Wednesday, October 3, 2007

Indian infrastructure

Indian infrastructure

This is not about nature but about roads, perhaps the antithesis of nature. Each day I leave the teeming city of Bangalore to head out into the jungle with my guide for a day of nature. The trip begins with packing myself into the back of a little Tata car that my guide has hired. There are no airbags and the seat belts do not work. It is not air-conditioned because my guide tells me it is the cool season. That is, it is 80°F, so "not a problem".

We join the throng of cars, trucks and buses, all honking and jockeying for a lane position. There are no speed limits and although you run into an occasional lane marking, they are ignored. Into this mix, throw in thousands of motorcycles, many with entire families on them but usually just a couple. The man wears a helmet and seems intent, while the woman looks serene in her wondrously colored sari and sits side saddle on the back. Now for the coup de grace we add an absurd vehicle, the auto-rickshaw, a three wheeled contraption that holds a driver and whatever fits in the back- a passenger or two or three or four or five, merchandise, mattresses, even dead chickens. This auto-rickshaw is a two-stroke engine, in other words, a chain-saw with three wheels. Like a chain-saw it spews acrid blue oily smoke that makes ones throat raw and air stiff with oil and carbon.

The sun breaks through the clouds and turns all this exhaust into the hydrocarbon soup will call smog. It stings the eyes and closes the throat. Pedestrians, who are the least important piece of this traffic food-chain, stand along the sides of the road looking for the moment to run across. The moment they step into the roadway, every vehicle begins honking frantically resulting in about half of the crossers to back away and the half to fling themselves before the oncoming vehicles.

All this does not really stretch our incredulity until you add in cows. Lots of cows. Cows walking two abreast down the middle of the road, cows lying in the road, cows thinking about entering the road. It is all madness.

The jungle spots I have been going to are 1 to 2 hours of this horrific traffic away. Then of course I have to make the return during rush hour. On the way back today we went to turn onto the highway entrance ramp and it was blocked by a huge bale of hay. An old man on a bicycle came by and motioned to follow him on his bicycle. He drove ahead some fifty feet and motioned us up a highway ramp. Only halfway up did I realize we were going the wrong way and the exit ramp! Sure enough we accelerated and pulled onto the high only to see a sea of cars and trucks coming right at us, all honking. Our driver swerved across three lanes and jumped the curb to reach our correct direction of travel.

Half a mile went by and we were diverted back to the side we left and the driver slowed for the traffic cones and the "construction zone" signs. Pulling along side the construction area we saw who was building the highway- one man using a shovel, alone under the hot sun.

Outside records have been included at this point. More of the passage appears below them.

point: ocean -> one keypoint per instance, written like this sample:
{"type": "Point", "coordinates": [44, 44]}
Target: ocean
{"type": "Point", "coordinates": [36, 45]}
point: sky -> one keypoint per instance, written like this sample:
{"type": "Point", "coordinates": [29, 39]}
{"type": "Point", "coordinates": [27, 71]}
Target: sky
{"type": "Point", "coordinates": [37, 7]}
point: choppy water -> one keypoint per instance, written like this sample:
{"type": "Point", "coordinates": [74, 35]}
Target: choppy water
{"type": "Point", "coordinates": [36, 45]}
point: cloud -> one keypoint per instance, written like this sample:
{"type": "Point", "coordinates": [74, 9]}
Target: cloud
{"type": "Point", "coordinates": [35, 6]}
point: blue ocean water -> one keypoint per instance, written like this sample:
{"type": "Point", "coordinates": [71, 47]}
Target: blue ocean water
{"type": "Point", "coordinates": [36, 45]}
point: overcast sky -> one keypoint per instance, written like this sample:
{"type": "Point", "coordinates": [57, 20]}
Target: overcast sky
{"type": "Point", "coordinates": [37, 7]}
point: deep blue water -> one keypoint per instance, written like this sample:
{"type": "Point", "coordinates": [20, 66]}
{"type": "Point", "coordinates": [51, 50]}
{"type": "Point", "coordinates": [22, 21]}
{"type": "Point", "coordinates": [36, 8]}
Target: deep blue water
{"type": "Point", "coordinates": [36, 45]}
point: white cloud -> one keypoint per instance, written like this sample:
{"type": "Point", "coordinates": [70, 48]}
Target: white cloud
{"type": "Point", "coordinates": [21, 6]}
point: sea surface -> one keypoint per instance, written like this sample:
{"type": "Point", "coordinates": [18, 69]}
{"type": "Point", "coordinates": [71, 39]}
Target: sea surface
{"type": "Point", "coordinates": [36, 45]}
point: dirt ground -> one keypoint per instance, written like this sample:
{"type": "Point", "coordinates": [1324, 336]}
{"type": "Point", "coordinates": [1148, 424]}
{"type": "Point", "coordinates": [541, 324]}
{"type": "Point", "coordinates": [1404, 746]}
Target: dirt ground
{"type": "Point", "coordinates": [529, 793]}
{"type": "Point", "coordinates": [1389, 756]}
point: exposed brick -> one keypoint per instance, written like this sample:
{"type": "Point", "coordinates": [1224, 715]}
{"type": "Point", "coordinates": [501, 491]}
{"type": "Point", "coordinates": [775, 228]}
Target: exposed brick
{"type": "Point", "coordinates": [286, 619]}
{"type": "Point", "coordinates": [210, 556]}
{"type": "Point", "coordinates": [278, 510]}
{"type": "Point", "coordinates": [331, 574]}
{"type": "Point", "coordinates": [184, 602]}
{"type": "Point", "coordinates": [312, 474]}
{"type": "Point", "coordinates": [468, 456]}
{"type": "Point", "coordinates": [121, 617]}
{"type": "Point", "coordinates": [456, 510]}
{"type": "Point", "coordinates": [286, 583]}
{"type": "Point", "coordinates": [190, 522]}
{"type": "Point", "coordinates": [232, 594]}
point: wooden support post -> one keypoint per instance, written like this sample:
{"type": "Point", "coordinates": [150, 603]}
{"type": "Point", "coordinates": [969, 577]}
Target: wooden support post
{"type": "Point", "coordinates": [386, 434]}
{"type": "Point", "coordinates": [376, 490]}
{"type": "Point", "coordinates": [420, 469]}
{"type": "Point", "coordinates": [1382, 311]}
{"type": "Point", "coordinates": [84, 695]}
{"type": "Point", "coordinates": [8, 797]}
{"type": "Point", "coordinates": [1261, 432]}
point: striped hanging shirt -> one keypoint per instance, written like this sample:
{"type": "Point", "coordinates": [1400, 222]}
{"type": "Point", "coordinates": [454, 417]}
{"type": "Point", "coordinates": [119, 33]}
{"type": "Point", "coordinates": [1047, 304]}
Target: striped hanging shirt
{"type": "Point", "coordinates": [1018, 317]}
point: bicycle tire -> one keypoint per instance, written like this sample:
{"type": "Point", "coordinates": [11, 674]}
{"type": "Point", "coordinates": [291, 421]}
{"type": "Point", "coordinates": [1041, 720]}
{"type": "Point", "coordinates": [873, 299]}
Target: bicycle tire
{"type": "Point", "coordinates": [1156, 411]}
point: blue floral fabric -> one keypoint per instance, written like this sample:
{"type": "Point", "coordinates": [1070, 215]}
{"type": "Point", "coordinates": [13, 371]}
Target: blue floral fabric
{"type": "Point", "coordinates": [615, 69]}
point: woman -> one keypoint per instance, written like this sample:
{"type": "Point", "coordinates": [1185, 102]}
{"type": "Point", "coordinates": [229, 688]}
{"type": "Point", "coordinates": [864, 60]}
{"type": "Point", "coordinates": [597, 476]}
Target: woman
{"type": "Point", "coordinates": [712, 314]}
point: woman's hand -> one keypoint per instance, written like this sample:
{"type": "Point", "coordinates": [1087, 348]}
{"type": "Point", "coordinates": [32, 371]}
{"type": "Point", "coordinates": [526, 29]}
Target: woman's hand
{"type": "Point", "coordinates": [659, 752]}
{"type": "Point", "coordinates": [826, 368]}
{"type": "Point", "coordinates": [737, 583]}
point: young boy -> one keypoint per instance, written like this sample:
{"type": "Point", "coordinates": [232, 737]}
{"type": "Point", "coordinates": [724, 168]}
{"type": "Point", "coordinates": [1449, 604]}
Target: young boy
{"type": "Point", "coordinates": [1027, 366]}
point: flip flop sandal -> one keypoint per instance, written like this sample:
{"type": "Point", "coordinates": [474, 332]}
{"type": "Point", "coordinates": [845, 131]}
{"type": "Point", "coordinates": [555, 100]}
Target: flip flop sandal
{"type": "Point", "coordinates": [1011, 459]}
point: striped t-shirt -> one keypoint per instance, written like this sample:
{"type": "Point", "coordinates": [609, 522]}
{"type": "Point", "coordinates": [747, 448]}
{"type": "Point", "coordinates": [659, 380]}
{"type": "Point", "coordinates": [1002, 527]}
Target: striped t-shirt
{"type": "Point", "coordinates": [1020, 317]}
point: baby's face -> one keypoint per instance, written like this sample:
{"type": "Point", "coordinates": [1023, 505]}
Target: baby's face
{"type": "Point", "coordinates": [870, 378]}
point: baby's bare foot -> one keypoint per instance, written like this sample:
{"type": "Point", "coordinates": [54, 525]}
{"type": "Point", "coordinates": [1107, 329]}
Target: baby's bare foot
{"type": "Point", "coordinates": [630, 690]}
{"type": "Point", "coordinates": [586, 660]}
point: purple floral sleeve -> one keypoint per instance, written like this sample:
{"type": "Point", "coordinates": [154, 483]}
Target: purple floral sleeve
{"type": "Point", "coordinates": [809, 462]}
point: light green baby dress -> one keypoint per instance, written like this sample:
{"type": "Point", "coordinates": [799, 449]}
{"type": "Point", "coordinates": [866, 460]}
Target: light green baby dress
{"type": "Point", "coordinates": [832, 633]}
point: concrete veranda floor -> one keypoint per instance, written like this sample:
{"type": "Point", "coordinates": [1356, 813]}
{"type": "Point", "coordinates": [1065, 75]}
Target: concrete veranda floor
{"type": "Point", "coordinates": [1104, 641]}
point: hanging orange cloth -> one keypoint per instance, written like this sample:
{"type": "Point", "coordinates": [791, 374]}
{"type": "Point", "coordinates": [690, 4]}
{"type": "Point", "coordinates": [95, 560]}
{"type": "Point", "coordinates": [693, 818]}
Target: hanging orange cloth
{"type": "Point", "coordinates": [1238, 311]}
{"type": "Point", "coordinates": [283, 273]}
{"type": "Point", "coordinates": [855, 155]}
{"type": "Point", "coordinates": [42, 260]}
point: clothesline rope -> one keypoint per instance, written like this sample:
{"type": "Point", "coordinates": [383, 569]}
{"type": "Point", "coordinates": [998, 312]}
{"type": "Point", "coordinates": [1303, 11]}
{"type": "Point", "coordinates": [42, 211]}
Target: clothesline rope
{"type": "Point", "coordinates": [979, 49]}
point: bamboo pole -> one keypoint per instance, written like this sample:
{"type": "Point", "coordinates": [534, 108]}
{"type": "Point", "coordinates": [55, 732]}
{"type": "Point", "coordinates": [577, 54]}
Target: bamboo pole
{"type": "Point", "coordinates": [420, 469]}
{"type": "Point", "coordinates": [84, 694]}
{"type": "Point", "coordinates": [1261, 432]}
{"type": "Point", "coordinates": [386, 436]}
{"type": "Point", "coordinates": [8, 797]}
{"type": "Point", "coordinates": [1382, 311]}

It is not just the streets- the side walks are all heaved and broken. The power flickers on and off rebooting computers and street lights and ATMs. It is life out of balance.


kaylyn said...

You had me laughing out loud with your traffic description. Reminded me of my time in Mumbai. Such well worded accounts ... you have me there with you.

Gregg said...

Will you be going to Darjeeling? If, so, I have a friend who you might be interested to meet ... A Sherpa with a history of climbing Everest.


George Forman said...

I was with Steve during this trip and relish the opportunity to share his words with my friends and family. Thanks Steve. I have posted in this section just to revisit our ride back together from Logan Airport to Amherst. Only hours away from Bangalore we were all struck with the comparison to the Mass Pike at rush hour. If it weren't for the pollution I think I prefer Bangalore. In Bangalore, people drive using the same mindset one would have leaving en masse from a sport stadium, each person flowing into whatever open space appears, no one going very fast. On the Mass Pike the mindset is not space, but time: "I must get home before the newscast." or"I have to have dinner ready by 7:00." From our elevated seats in the large van we could see cars switching lanes at 70 miles per hour leaving least than two car lengths between, knowing that being ahead meant being on time. In India everyone honks, sometimes to say, "I am behind you, be careful" sometimes to say,"I am heading for that space over there." On the Mass Pike people do not honk, but occasionally give you a flash of the lights in your rearview mirror to signal they want to pass. Lanes on the Mass Pike mark territories that the fast guys own and you must honor the authority of speed. Lanes markers in Bangalore are ornamental and are useful only to reveal breaks in the pavement. Even the faster highway from Mysore had triple speed bumps as you approach a village or fence like barriers that one slaloms around. Since cows have prerogative, limited access highways in India are inconceivable. Time is not the issue. I must also note that on the Mass Pike we saw an ambulance leaving a traffic accident somewhere past Framingham. We did not see any accidents in India. Anecdotal evidence for sure, but sometimes crowds take care of flow, while speed lanes encourage a sort of projectile view of travel.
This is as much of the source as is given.